Support Questions
Find answers, ask questions, and share your expertise

Schema design and load data using Spark

Schema design and load data using Spark


Hi there,

I have got a project where I need to decide the storage system and then schema design for the below problem scenario.

The below is the data which we receive as CSV file for every 1 hour with 1TB of data.

recipe_id,recipe_name, description, ingredient, active, updated_date, created_date

1, pasta, Italian pasta, tomato sauce, true, 2018-01-09 10:00:57, 2018-01-10 13:00:57

1, pasta, null, cheese, true, 2018-01-09 10:10:57, 2018-01-10 13:00:57

2, lasagna, layered lasagna, cheese, true, 2018-01-09 10:00:57, 2018-01-10 13:00:57

2, lasagna, layered lasagna, blue cheese, false, 2018-01-09 10:00:57, 2018-01-10 13:00:57 ….


1. XXX need to show a page with list of all the recipes and when user clicks on each of the recipe they want to show the Recipe page with their ingredients. They also want user to further click into each of the ingredient and see all the recipes linked to that ingredients.

  • Create a data model which can store this data to allow user to do the activities mentioned above. This data model needs to support millions of read per second.
  • Which persistence system will be the best for this scenario?
  • Write a Spark Job in Scala which can takes the CSV shown above and store that in the storage system of your choice using the data model you discussed above.

I know Hive will not support this real time requirement, because it is for batch processing only and there is no random access concept. I think I can go with Hbase but I am not sure about the data model. If i know the data model, I can write an application on Spark using Scala to export the data to Hbase as per the data model.

Could anyone please help with the storage system and the data model?

Appreciate your help!




Re: Schema design and load data using Spark

Super Collaborator

Will you receive 1TB per second, at the same time as you want to read millions of rows per second?
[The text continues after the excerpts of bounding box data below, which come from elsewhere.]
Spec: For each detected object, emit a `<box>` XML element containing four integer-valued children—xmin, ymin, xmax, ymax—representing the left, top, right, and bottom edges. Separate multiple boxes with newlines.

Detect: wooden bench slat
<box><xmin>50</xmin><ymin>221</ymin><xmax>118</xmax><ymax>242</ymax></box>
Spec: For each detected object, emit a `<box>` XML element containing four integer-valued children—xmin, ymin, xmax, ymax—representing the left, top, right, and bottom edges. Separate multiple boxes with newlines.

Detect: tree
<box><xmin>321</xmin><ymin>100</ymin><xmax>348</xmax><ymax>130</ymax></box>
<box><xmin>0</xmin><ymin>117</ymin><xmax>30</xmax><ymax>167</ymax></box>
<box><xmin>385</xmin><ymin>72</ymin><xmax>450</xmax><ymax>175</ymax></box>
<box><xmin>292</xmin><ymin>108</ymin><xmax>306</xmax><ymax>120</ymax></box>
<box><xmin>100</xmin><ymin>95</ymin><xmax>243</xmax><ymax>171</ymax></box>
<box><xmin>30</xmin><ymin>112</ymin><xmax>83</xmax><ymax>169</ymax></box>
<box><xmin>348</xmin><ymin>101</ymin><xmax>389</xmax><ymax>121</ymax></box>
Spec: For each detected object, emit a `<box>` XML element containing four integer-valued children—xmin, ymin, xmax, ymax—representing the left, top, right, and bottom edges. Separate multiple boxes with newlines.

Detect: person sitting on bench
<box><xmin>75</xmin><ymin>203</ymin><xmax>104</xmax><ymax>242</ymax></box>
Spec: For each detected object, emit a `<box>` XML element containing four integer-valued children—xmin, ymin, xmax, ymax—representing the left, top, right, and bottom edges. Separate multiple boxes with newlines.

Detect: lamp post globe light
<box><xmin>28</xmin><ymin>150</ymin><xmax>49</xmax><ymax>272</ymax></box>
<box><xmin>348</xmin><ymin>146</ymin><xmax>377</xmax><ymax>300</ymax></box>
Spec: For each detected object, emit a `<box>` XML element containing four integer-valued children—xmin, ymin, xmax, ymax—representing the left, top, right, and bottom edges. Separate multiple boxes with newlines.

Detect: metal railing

Or is the insertion muss less frequent? Hive isn't neccessarly out, it depends on your cluster.

To me the description seems to be written with a relational approach in mind, where you model one table with recipes and one with the ingredients. And then a last one as cross table with the relation of ingredients to recipes. With Hbase I personally would go in a different way, as the access described is always via the recipe, never via the ingredients.

1 Table, maybe two columnfamilies, with the rowkey being your recipe id (or derived from it, dependent on the access pattern, if search runs be name, take the name as part of the rowkey as well), first column familiy is recipe information (name and description), the second family with the ingredients. You can store the ingredients as a column with the name of the ingredient and the value being the active true/false.

Or you still go via hdfs and hive, you simply stream the new data into the file in hdfs, in hive you create table definitions as external tables based on the csv file. you could create two table definitions, one for the recipes, one for the ingredients per recipe and then query them in spark directly, not necessarily via hive.